Brume was chairman of a committee that screened candidates for governor of Delta State in the 2007 elections, selecting Chief Great Ovedje Ogboru as the consensus candidate accepted by Urhobos, Ijaws, Itsekiris and other tribes for the Democratic Peoples Party (DPP).
However the PDP candidate Emmanuel Uduaghan, protégé of the outgoing governor James Ibori, was elected.
The April 14 elections were violent. Brume was later arrested on suspicion of involvement in the burning of several houses owned by PDP supporters.
He was soon cleared of these unfounded charges.

In May 2009, as Chairman of the Niger Delta Consultative Forum Senator Brume described the Niger Delta situation as being very precarious and called on the government to adopt new methods of dealing with the problems. He said "it is truly time to re-consider our strategies and our actions".
In June 2009, as leader of the PDP Delta Central Elders, Leaders and Stakeholders Forum, Brume advised Urhobo people to avoid self-imposed political isolation. Although the majority in the region, he said they should reach out to other ethnic groups and avoid extremes of ethnic nationalism.
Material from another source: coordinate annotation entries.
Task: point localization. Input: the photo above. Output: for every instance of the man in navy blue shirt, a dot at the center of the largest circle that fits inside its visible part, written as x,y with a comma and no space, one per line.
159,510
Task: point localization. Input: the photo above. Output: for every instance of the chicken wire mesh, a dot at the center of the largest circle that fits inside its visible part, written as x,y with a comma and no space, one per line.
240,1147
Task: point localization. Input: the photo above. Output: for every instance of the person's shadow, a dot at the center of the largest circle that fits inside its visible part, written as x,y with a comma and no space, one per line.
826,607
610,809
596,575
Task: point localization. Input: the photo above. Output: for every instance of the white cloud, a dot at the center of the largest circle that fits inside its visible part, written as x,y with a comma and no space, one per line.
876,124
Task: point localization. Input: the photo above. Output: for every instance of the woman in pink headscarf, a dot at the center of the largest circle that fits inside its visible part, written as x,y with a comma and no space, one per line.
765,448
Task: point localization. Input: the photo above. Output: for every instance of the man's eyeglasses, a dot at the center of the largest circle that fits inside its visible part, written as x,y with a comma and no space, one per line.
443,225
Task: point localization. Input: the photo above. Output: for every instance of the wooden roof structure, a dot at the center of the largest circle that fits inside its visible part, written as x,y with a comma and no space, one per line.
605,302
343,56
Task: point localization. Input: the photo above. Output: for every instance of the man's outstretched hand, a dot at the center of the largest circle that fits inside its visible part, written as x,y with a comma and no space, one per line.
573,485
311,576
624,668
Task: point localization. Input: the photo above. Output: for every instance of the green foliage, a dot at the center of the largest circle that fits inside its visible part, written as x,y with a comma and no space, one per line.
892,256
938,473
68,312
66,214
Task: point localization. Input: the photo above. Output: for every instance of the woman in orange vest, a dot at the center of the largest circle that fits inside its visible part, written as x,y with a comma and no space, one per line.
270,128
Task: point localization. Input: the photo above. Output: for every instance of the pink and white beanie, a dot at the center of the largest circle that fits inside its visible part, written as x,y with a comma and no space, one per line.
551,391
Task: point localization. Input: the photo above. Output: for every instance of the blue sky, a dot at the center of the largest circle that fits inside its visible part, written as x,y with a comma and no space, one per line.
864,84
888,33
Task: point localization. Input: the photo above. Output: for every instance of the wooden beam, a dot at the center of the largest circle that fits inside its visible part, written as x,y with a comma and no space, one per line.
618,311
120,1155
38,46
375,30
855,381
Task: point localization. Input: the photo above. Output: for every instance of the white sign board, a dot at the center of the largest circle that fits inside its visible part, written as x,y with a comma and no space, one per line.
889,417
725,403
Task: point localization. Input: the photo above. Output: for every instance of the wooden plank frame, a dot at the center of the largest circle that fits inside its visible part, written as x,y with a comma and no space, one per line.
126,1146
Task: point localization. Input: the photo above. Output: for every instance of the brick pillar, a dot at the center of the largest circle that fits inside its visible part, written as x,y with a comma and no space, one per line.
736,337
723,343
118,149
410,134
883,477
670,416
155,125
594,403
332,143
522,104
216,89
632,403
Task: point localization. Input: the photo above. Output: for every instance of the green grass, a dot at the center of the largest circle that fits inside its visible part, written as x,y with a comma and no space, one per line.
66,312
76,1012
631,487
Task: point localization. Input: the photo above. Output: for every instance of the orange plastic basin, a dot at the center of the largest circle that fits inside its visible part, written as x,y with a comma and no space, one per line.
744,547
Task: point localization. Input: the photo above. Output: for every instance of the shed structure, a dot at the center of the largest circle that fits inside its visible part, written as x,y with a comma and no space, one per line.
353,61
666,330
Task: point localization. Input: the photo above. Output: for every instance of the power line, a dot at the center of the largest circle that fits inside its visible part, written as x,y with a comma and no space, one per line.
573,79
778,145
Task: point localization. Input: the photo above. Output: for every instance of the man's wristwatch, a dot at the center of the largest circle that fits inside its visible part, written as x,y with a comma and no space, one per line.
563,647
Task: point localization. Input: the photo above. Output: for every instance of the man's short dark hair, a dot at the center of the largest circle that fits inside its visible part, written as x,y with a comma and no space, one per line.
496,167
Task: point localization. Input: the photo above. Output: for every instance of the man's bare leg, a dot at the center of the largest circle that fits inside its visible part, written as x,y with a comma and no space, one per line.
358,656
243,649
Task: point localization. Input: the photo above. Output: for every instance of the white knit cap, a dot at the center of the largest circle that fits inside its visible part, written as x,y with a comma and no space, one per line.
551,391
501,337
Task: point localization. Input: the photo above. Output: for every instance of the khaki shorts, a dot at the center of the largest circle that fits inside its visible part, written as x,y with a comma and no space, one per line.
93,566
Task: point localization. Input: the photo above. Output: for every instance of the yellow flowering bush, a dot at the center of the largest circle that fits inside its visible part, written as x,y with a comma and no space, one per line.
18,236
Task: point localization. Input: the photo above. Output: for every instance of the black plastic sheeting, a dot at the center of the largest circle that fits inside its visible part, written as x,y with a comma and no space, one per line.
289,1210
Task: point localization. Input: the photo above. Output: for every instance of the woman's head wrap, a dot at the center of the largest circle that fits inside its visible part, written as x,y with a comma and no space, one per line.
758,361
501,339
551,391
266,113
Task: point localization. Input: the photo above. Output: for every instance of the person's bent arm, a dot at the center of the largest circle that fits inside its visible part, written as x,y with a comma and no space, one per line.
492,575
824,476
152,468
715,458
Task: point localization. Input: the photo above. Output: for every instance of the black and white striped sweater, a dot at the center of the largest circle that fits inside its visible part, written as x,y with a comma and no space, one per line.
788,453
In a rare interview in August 2009, Brume discussed the controversial Petroleum Industry Bill.
He complained of bias against the people of the South-South, citing the decision of Rilwanu Lukman, Minister of Petroleum Resources, to only train lower-level workers at the Petroleum Training Institute in the Delta, while senior staff would be trained in Kaduna. He stated that the federal university in Delta State was being starved of funds, that the Liquefied Natural Gas project was being moved to a western location rather than cited in Bayelsa State as promised, and that the NNPC leadership were all Northerners.

Senator Fred Ayo Aghogho Brume died on 12 September 2011 after a brief illness. He died of heart-related complications.